Refinancing demand drops 31% year on year, fueled by rising mortgage rates

Refinancing a mortgage is a great way to lower the cost of your home. If you qualify for a lower mortgage interest rate today than you had when you first signed your loan, you can swap your current mortgage for a new one and lower your monthly payments.

Last year, many homeowners rushed to refinance when mortgage rates hit record highs. Recently the rates have been higher, although they are still competitive on a historical basis. And yet the demand for refinancing is down substantially from what it was a year ago.

Homeowners don’t refinance like they used to

Last week, refinancing demand fell 5% from the previous week, reports the Mortgage Bankers Association. But more importantly, refinancing demand was 31% lower than it was at the same time a year ago. The reason most likely comes down to the fact that mortgage rates have gone up.

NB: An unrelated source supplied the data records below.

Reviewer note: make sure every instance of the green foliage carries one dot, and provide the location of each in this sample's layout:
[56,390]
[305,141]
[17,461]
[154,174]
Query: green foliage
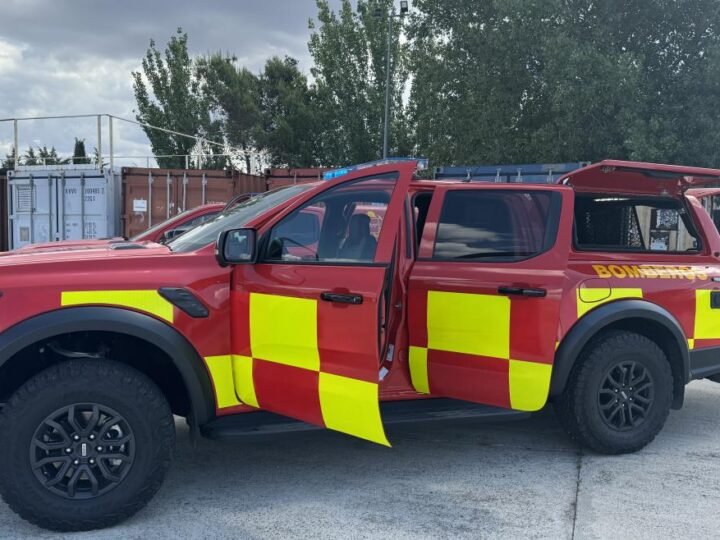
[168,95]
[497,81]
[9,161]
[349,49]
[43,156]
[79,154]
[288,129]
[566,80]
[232,93]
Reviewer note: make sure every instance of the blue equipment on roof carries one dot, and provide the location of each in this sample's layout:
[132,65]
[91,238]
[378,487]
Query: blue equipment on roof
[529,173]
[336,173]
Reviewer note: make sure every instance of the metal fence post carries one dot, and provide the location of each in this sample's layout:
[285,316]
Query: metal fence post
[99,163]
[15,142]
[111,142]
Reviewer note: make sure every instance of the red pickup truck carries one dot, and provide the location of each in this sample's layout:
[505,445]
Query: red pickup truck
[349,304]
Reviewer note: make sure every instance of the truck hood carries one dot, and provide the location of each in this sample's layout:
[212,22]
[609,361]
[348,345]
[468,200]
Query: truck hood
[634,177]
[88,250]
[63,245]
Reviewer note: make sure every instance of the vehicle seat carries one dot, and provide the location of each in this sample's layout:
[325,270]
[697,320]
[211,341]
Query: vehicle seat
[359,245]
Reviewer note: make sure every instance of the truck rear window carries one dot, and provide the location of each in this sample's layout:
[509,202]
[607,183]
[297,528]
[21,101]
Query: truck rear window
[618,223]
[497,225]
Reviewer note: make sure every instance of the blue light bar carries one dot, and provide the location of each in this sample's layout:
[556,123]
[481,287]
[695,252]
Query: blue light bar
[337,173]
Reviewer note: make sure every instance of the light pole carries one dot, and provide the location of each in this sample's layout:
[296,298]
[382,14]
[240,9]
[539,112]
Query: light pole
[379,13]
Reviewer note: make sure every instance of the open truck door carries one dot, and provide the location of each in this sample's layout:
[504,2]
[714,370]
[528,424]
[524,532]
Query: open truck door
[308,314]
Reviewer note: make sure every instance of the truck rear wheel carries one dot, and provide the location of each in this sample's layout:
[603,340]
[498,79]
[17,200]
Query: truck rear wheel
[619,394]
[86,444]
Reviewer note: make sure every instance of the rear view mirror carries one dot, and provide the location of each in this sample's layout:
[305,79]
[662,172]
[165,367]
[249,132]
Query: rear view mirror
[172,233]
[236,246]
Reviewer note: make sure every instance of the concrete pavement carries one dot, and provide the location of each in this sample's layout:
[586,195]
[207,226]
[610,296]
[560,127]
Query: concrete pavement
[442,479]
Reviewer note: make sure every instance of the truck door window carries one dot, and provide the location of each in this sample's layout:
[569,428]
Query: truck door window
[421,205]
[618,223]
[341,225]
[498,225]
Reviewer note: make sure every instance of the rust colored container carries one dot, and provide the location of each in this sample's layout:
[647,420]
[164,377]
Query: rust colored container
[151,196]
[277,176]
[3,214]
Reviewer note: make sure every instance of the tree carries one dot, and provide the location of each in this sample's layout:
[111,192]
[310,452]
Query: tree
[565,80]
[349,50]
[232,94]
[9,161]
[168,95]
[288,130]
[79,154]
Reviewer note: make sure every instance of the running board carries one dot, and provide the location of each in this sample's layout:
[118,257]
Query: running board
[393,412]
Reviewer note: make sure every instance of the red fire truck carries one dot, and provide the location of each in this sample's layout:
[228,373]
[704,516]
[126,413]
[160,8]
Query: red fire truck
[348,304]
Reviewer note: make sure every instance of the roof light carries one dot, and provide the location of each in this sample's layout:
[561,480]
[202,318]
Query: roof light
[422,164]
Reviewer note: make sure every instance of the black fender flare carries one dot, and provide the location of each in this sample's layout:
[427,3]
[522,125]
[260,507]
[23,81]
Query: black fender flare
[599,318]
[120,321]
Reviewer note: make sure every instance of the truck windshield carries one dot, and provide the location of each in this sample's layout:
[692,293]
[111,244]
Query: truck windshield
[234,218]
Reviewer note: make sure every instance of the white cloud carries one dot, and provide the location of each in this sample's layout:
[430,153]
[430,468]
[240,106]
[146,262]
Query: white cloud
[62,57]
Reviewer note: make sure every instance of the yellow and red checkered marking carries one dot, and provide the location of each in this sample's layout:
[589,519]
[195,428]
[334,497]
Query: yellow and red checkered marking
[280,368]
[468,351]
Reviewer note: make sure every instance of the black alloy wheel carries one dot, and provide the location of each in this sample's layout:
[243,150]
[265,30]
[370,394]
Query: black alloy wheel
[626,395]
[619,393]
[82,451]
[86,444]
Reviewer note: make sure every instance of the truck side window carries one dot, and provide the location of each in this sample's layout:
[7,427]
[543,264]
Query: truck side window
[497,225]
[341,225]
[421,205]
[620,223]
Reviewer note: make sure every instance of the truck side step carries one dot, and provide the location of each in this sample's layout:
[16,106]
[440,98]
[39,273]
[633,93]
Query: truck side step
[393,412]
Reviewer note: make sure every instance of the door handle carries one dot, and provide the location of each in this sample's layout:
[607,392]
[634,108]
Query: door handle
[520,291]
[342,298]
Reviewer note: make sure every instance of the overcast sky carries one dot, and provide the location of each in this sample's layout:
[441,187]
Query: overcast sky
[61,57]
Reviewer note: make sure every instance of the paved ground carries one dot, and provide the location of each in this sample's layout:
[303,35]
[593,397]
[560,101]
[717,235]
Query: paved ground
[441,479]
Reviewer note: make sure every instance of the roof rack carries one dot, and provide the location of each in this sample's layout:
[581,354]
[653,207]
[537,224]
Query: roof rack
[422,164]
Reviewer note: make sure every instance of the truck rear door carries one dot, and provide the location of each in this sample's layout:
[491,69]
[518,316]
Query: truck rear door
[485,292]
[307,317]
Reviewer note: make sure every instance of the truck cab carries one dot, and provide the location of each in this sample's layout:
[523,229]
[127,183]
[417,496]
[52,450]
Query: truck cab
[346,303]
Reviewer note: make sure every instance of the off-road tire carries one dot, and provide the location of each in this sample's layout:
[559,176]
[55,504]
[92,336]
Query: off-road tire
[577,407]
[105,382]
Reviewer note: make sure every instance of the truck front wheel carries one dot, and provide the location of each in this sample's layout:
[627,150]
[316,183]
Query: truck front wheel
[619,394]
[86,444]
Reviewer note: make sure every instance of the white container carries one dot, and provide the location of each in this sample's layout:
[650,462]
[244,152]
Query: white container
[62,202]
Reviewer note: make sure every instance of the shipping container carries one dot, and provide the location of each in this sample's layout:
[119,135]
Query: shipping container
[529,173]
[150,196]
[61,202]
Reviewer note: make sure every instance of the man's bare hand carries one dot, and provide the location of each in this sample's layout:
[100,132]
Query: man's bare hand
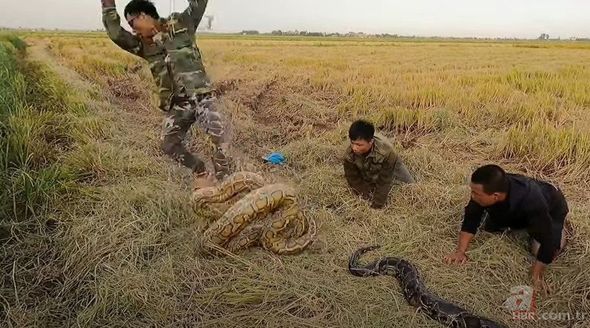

Of course, there may be other factors at play. At this point in the year, homeowners may be more focused on vacation planning and less mindful of their mortgages. Additionally, many people who are eligible for big savings through refinancing may have already taken this step.

But all in all, it is surprising to see the demand for refinancing drop so significantly given that rates are still quite low historically, even though they are not as low as they were a year ago. .

Should you refinance your home loan?

The profitability of refinancing your mortgage will depend on the savings you can make. Typically, refinancing makes sense when you can reduce the interest rate on your loan by about 1%. If you already have a competitive interest rate on your mortgage, refinancing might not be profitable. This is because you will have to pay a series of fees called closing costs to finalize your new loan, and you will have to make sure that they are worth paying.

In that sense, it usually doesn’t make sense to refinance if you don’t stay in your home longer. If you plan to move in the short term, you may not be able to recoup your closing costs.

Suppose you have to pay $ 5,000 to refinance your mortgage, which will save you $ 250 per monthly payment. That’s a nice sum of savings. But it will also take you 20 months to break even after spending $ 5,000 on closing costs to take advantage of these savings. If you plan to move in a year and a half, refinancing won’t make sense.

But if you are able to significantly lower the interest rate on your mortgage and you don’t plan on moving, refinancing could be a good bet. While mortgage rates may be higher than they were a year ago, there is still great potential for savings to be made depending on the current rate situation. And if you shop with different lenders, you’ll be in a great position to compare offers and come away with the best deal you qualify for.